As the replication crisis rocked the field of psychology and other disciplines, criminology has been slow to take note. There has been increasing interest in replication within criminology (e.g. McNeeley and Warner 2015; Pridemore et al. 2018) and a special issue containing replications was recently published (Savolainen and VanEseltine 2018). However, there has been little attention paid to the causes of the replication crisis, whether criminology suffers from the same issues, and how to address such problems.

This special issue was launched in order to raise awareness of such issues in criminology. The call for papers asked for manuscripts that: (1) identify the causes of false positives, (2) document the prevalence of false positives, and (3) discuss, detail, and demonstrate best practices for moving the discipline forward. I would revise the first two categories today, replacing “false positives” with “unreliable research” as the term “false positive” itself reifies a dichotomous view of scientific evidence that is better viewed as a continuum not primarily about which side of .05 a p value is on. The papers in this special issue addressed all of these topic areas, with somewhat more of an emphasis on fixing rather than documenting the problem. I will discuss each topic area in turn, drawing on evidence from outside criminology as well as the papers in this issue.

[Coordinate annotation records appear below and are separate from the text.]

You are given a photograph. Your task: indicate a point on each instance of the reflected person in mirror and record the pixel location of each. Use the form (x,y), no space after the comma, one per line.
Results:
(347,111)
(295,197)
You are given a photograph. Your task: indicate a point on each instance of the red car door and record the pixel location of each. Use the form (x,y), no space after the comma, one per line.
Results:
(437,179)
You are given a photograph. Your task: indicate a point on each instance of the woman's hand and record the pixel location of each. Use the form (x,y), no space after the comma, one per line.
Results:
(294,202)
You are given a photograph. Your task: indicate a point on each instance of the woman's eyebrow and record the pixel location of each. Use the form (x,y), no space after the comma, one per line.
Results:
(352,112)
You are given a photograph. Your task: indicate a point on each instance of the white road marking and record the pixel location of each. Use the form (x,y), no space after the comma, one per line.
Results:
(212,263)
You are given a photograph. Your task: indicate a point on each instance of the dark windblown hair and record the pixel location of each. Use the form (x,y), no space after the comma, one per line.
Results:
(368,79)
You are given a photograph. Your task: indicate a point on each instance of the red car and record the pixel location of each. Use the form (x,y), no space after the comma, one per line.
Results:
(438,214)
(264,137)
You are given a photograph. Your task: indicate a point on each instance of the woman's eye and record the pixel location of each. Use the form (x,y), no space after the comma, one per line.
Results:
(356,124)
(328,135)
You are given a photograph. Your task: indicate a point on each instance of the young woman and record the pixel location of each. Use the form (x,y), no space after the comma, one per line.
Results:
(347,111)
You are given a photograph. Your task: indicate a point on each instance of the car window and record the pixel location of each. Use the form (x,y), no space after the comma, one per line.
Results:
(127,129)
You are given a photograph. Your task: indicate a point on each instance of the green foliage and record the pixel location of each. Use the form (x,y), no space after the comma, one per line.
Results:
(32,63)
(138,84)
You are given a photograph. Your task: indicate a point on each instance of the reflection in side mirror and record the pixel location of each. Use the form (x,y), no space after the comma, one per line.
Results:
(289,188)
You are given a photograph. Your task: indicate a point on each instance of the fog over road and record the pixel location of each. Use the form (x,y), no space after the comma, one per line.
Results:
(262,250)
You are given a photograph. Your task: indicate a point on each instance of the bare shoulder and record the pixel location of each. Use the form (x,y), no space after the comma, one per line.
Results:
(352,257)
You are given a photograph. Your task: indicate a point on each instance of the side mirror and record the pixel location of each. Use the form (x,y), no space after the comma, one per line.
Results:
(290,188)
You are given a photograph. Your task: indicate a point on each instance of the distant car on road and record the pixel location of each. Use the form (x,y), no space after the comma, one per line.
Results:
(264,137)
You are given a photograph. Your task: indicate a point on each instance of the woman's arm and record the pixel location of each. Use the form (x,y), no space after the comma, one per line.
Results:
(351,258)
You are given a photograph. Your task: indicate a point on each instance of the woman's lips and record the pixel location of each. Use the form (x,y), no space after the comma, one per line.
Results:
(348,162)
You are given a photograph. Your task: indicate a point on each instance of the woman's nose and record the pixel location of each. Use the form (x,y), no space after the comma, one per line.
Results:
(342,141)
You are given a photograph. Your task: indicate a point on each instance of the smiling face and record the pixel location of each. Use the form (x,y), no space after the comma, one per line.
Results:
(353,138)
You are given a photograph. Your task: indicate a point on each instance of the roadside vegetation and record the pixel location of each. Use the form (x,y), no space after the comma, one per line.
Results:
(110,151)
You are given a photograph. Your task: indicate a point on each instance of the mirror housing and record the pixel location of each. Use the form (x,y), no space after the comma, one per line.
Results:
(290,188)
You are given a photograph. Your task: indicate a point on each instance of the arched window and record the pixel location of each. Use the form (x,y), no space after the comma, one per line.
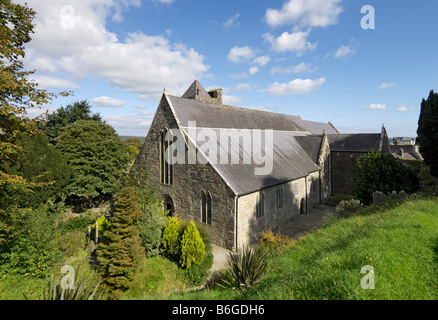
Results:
(206,207)
(260,205)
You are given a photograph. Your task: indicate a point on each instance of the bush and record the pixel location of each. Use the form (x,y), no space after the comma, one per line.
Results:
(348,207)
(275,242)
(337,198)
(35,249)
(97,156)
(245,269)
(119,252)
(192,247)
(83,288)
(382,172)
(171,236)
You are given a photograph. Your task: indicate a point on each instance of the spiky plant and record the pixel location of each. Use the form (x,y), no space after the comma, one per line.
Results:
(83,288)
(246,268)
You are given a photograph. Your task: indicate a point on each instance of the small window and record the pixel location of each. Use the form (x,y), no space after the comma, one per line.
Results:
(260,205)
(280,197)
(166,167)
(206,207)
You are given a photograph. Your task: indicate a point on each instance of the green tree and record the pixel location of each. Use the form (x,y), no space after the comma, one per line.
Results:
(171,236)
(192,247)
(97,156)
(119,251)
(382,172)
(62,117)
(17,92)
(427,132)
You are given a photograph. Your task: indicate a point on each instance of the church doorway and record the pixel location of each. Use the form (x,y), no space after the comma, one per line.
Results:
(168,205)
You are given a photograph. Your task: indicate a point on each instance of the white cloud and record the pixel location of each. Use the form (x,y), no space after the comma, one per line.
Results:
(386,85)
(290,42)
(108,102)
(344,51)
(71,37)
(305,13)
(301,67)
(47,82)
(252,71)
(403,109)
(240,54)
(231,99)
(375,106)
(129,124)
(262,60)
(232,21)
(297,86)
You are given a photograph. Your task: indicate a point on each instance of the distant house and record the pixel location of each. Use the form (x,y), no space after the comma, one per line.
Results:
(241,171)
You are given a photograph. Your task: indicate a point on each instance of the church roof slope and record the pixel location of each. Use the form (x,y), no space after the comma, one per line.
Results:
(211,115)
(360,142)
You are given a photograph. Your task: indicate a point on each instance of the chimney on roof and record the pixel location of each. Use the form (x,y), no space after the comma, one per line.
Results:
(197,92)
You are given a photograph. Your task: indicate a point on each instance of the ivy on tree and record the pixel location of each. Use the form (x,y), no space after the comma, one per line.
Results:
(428,132)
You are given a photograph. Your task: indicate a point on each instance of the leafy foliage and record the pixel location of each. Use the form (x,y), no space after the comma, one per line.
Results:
(171,236)
(428,132)
(97,155)
(17,92)
(383,172)
(35,248)
(245,269)
(83,289)
(275,242)
(63,116)
(40,162)
(120,250)
(347,207)
(192,247)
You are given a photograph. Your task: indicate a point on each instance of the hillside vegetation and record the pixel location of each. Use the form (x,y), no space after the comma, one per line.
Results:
(400,242)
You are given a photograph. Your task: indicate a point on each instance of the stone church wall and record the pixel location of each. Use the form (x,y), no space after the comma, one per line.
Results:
(188,182)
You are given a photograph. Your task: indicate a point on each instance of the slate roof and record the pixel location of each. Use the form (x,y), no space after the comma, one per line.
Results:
(211,115)
(319,127)
(293,157)
(312,145)
(289,160)
(361,142)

Causes of Unreliable Research

Researchers in tenure-track positions experience strong pressures to publish peer-reviewed research. Top journals seek novel research findings, which almost always are statistically significant findings. This means that there is a large group of criminologists constantly seeking to produce interesting, statistically significant, findings. They do so in an environment that does not require the sharing of code or data, and that rarely subjects published research to direct replications. This allows and even encourages researchers to engage in practices that increase their chances of obtaining low p values, potentially at the cost of producing unreliable research.

The most compelling cause of unreliable research is undisclosed researcher flexibility, detailed by Simmons et al. (2011). Criminologists have practically unlimited researcher degrees of freedom when conducting a study: when to stop data collection, whether to exclude certain cases, which control variables to include or exclude, how to scale independent and dependent variables, whether to transform certain measures by taking the natural log or adding a square term, which interactions to test, which model to use, how to deal with missing data. Consider, for example, a situation in which there are two potential dependent variables one could employ that are correlated at 0.5. If a researcher runs just two regression models and chooses the model with the smaller p value for the focal independent variable, the chances that one of the two p values is less than .05 in a situation when the true effect is zero for both is 9.5%. Screening two potential dependent variables raises the effective alpha level from .05 to .095. Simmons and colleagues show that with just a few degrees of freedom the nominal alpha level is meaningless: “it is unacceptably easy to publish ‘statistically significant’ evidence consistent with any hypothesis” (2011:1359, emphasis in original). Practices such as p-hacking, harking and even data fabrication all fall under the umbrella of undisclosed researcher flexibility. The problematic quality of these decisions is that they are undisclosed. Decisions that are disclosed are not problematic because reviewers, editors and readers would be able to assess the evidence in light of these decisions.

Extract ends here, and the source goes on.